Data manipulation, analysis and visualisation in Python

Specialist course Doctoral schools of Ghent University

View the Project on GitHub jorisvandenbossche/DS-python-data-analysis

Course setup

To get started, you should have the following elements setup:

  1. Download the course material to your computer
  2. Install Python and the required Python packages using conda
  3. Test your configuration and installation
  4. Start Jupyter lab

In the following sections, more details are provided for each of these steps. When all three are done, you are ready to start coding!

1. Getting the course materials

Option 1: You are already a git user

As the course has been set up as a git repository managed on Github, you can clone the entire course to your local machine. Use the command line to clone the repository and go into the course folder:

git clone https://github.com/jorisvandenbossche/DS-python-data-analysis.git
cd DS-python-data-analysis

In case you would prefer using Github Desktop, see this tutorial.
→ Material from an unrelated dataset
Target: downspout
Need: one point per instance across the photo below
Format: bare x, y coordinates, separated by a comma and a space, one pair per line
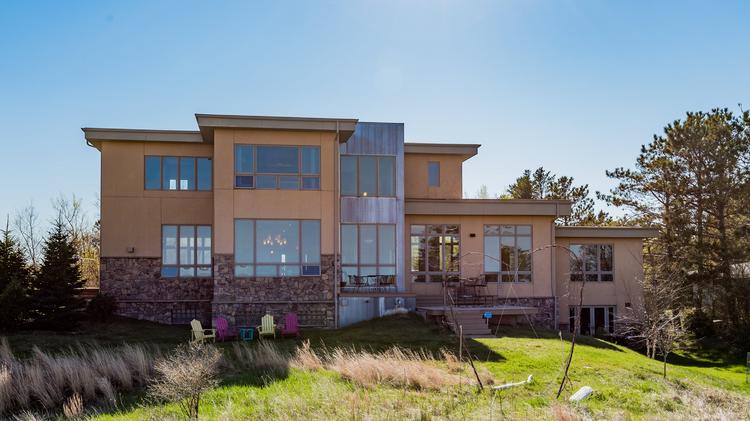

Option 2: You are not a git user

To download the repository to your local machine as a zip-file, click the download ZIP on the repository page https://github.com/jorisvandenbossche/DS-python-data-analysis (green button “Code”):

Download button

After the download, unzip on the location you prefer within your user account (e.g. My Documents, not C:\). Watch out for a nested ‘DS-python-data-analysis/DS-python-data-analysis’ folder structure after unzipping and move the inner DS-python-data-analysis folder to your preferred location.

Note: Make sure you know where you stored the course material, e.g. C:/Users/yourusername/Documents/DS-python-data-analysis.

2. Install Python and the required Python packages using conda

For scientific and data analysis, we recommend to use conda, a command line tool for package and environment management (https://docs.conda.io/projects/conda/). conda allows us to install a Python distribution with the the scientific libraries we will use in this course (this recommendation applies to all platforms, so for both Windows, Linux and Mac).

2.1 Install conda

Option 1: I do not have conda installed

We recommend to use the installer provided by the conda-forge community: https://conda-forge.org/download/.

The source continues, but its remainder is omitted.